To research "Walking With Abel," Anna Badkhen spent a year traveling with a family of Fulani nomads across Mali tending their cows. It's not a surprising choice, since Badkhen is something of a nomad herself.
She's lived in and reported from war zones around the world, recently spending time in a small Afghan village where, despite conflict and politics, the 240 or so residents keep weaving rugs. That journey produced "The World Is a Carpet."
There is something inherently admirable, if not romantic, about a people who cling to ancient ways, and who accept difficult lives stoically. And so it is with the Fulani, some 20 million of whom — by Badkhen's estimate — are nomads.
Through luck or pluck, she meets Oumarou Diakayaté and family and wins their trust. Oumarou "asked me if I had any cows and whether it had rained where I came from," she writes. "Was America in France?"
The Fulani are wise in the ways of survival. They time their annual migration "from rainy season to dry season … with the orderly procession across the sky of 26 sequential constellations."
But recently the world has been out of whack. The rains are late or early or don't come at all. A devastating drought in the late 1970s killed more than a million people, including Diakayaté's first wife. Before that drought he had more than 1,000 cattle; now he's down to 50.
When the rains come, they bring with them scorpions, malaria-spreading mosquitoes, dysentery. The Fulani cope with weather, illness, civil unrest, thieves who roam with automatic weapons, farmers who take over former pastureland and, worst of all, young people who leave for the city and iPhones.
"Life in the bush is hard," says Fanta, Oumarou's second wife.
"No, it's not," he replies. "Not if you're used to it." Or if you know nothing else.

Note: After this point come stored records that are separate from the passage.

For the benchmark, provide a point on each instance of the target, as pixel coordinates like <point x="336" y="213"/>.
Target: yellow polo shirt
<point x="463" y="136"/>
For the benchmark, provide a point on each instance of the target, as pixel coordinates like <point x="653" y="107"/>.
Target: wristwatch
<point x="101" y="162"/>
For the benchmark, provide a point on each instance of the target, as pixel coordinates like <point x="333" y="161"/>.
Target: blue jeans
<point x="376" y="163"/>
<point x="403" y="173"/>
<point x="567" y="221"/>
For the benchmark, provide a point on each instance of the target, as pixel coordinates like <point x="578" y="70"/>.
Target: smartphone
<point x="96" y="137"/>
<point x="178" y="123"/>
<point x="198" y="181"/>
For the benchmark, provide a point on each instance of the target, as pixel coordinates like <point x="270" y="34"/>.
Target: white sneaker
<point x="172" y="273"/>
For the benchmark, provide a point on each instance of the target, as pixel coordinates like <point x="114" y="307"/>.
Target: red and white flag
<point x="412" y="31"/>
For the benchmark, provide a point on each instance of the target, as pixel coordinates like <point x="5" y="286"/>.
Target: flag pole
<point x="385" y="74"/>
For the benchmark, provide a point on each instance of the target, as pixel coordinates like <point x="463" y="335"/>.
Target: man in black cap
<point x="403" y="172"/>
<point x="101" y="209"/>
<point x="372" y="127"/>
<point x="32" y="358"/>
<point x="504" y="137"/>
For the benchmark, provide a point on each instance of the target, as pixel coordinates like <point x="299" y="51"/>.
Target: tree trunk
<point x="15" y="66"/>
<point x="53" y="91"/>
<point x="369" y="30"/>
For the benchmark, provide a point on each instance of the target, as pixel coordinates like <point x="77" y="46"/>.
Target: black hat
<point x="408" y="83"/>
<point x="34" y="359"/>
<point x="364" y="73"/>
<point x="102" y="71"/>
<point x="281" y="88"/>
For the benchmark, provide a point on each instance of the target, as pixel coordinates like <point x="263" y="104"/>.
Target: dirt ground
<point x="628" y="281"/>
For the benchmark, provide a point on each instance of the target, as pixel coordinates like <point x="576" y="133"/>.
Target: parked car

The author, who was given the Fulani name Anna Bâ, describes all in graceful prose, word paintings that approach poetry. "They recognize their livestock and the livestock of others from the serrated silhouette of the herd, from the way the dust billowed in its wake, from the particular gait of the bulls. You learned such knowledge somehow."
But in telling her story, Anna Bâ injects too much Anna Badkhen. Early on, as she's preparing for this trip, "my beloved had left me," she writes. She brings her beloved up with regularity, as though the book were about her failed relationship.
At one point, she notes that Oumarou has three dead children who are buried along his migration route and conflates his grief with her own loss. Still later we learn that he wasn't her beloved at all; he was someone else's beloved whom she borrowed when his wife wasn't looking.
How the author lives her life is none of my business. I don't care. Her personal life added nothing to the value of this book and, in fact, detracted from it. For me, it ruined an otherwise nearly perfect book.
Curt Schleier is a book critic in New Jersey.